Very happy to catch up with LA BESTIA DEBE MORIR — (THE BEAST MUST DIE) — from the novel by Nicholas Blake. Now I’ve seen all the adaptations. Claude Chabrol’s French version quite sensibly removes the gentleman detective hero, Nigel Strangeways, and makes the murderer the protagonist, which he essentially is in the book. The recent Ridley Scott-produced miniseries retains Strangeways but makes him a boring policeman with boring PTSD, and you wish the focus was on the killer, who is now a woman (Cush Jumbo, magnificent) which works just as well.
(There’s no werewolf break in any of these, though. In my view, every movie deserves a werewolf break — a moment of silent contemplation when we consider which of the characters would be the werewolf, if only this were a werewolf movie.)
This Argentinian version comes from Román Viñoly Barreto, director of EL VAMPIRO NEGRO, a quasi-remake of Fritz Lang’s M which is quite impressive. This one might be even better, except for the unconvincing false beard you have to look at for most of the movie. But there are bravura moments, and the film retains the novel’s unconventional structure — there’s a looong flashback which breaks the movie kind of into thirds.
The revelation is that this works — Blake’s structure was sound, if you play it pretty much the way he intended. Surprisingly, the titular beast, the worst man in the world, George Rattery (Guillermo Battaglia), gets somewhat de-emphasized. Also surprisingly, he dies in the first scene, then re-appears in the flashbacks and is so awful you can’t wait for him to die again. One of our friends watching along with us remotely would have been quite happy for the guy to die twice, in the best Karloffian tradition.
The other weird thing is that the filmmakers retain the English setting and character names, though everyone speaks Spanish and many of the actors are very obviously South American.
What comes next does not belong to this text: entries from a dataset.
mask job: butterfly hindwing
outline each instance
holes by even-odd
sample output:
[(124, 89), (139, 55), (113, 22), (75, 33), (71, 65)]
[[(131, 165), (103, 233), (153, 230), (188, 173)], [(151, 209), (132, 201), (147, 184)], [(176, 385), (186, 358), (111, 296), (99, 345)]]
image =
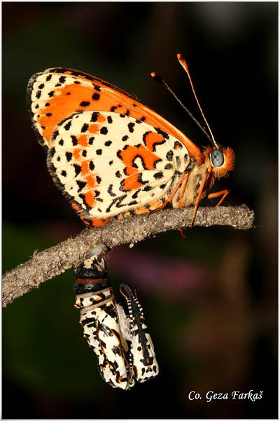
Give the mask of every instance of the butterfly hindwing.
[(48, 153), (55, 181), (86, 219), (158, 207), (188, 162), (187, 149), (171, 135), (110, 112), (78, 112), (62, 120)]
It’s possible that making the story happen in a far-off land diverted the censors from inferring any social critique.
Cameraman Alberto Etchebehere has developed the X-Files approach to night shoots, blasting a big light through the treetops to simulate moonlight, only there seem to be moons everywhere you turn. Whatever, it’s dramatic and beautiful. He gets the same effect with some strange streetlights, which certainly don’t look British, although the fog is authentic.
Also, lovely Hollywood-style hallucinatory dream-flashback montage.